Saya justru berpikir gaduhnya umat Islam dengan wacana-wacana yang konyol akhir-akhir ini sebagai tanda ketidaksiapan massal terhadap teknologi informasi dan ketidakdisiplinannya berpijak pada idiom-idiom al-Quran. Akhirnya mereka sibuk ngurusin pornografilah, LGBT-lah, dan entahlah nanti kayak apa.
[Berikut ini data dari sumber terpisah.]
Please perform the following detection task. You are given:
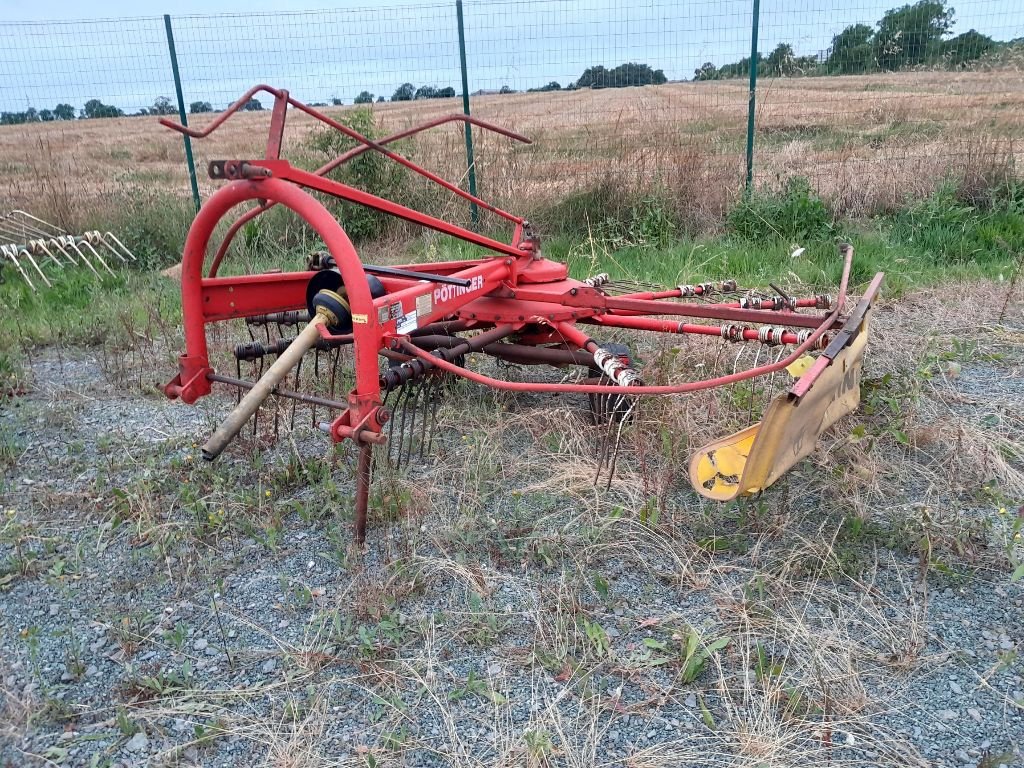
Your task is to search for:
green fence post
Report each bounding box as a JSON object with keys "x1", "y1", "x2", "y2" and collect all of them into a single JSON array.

Tidak paham tapi ribut, tidak ada urusan (aslinya) tapi akhirnya justru pusing karena diramein sendiri.
Jika kita disiplin, misalnya yang di Jawa ini tetap berpegang pada idiom-idiom khas yang diciptakan para wali/ulama tentu tidak secelaka ini. Tapi yo piye meneh, konon modern itu keren jadi Jawa itu ndeso. Padahal seharusnya modern itu ada pada tataran tindakan yang lebih bermakna dan mendukung kualitas hidup, bukan adopsi istilah dan perubahan gaya hidup menjadi hedonis. Akhirnya bahasa kita rusak akibat nggayanya kita meniru-niru mereka dan lupa berpijak pada bangunan kebudayaan sendiri yang sudah di-Islam-kan para wali.
Bahkan termasuk nggaya niru bahasa Arab kontemporer sekarang juga jadi absurd gitu, hingga melahirkan segolongan ekstrimis anti-arab. Bagi yang anti-Arab ya nggak bisa begitu, kalau Anda muslim seharusnya sadar bahasa Arab Quraisy itu wajib, wong Quran, hadits dan kitab2 ulama ditulis dalam bahasa itu kok. Tapi baik yang bergaya Arab maupun yang AntiArab aslinya sama-sama nggak paham bahasa Arab jadilah karya terjemahan untuk bahan perdebatan sengit, tafsirnya kiai anutan mereka jadi eyel-eyelan. Lucu kan.
Maka jangankan menciptakan tradisi kebudayaan baru yang baik, mempertahankan saja gagal. Saiki akhire gayeng puollll kaya ngene, sembarang diributke, sembarang ditakonke fatwane, kiaine mumet, umate males mikir, media-media semakin eksplotatif menjajah pola pikir. Selamat menikmati hiburan Ramadhan. Semoga semakin bahagia.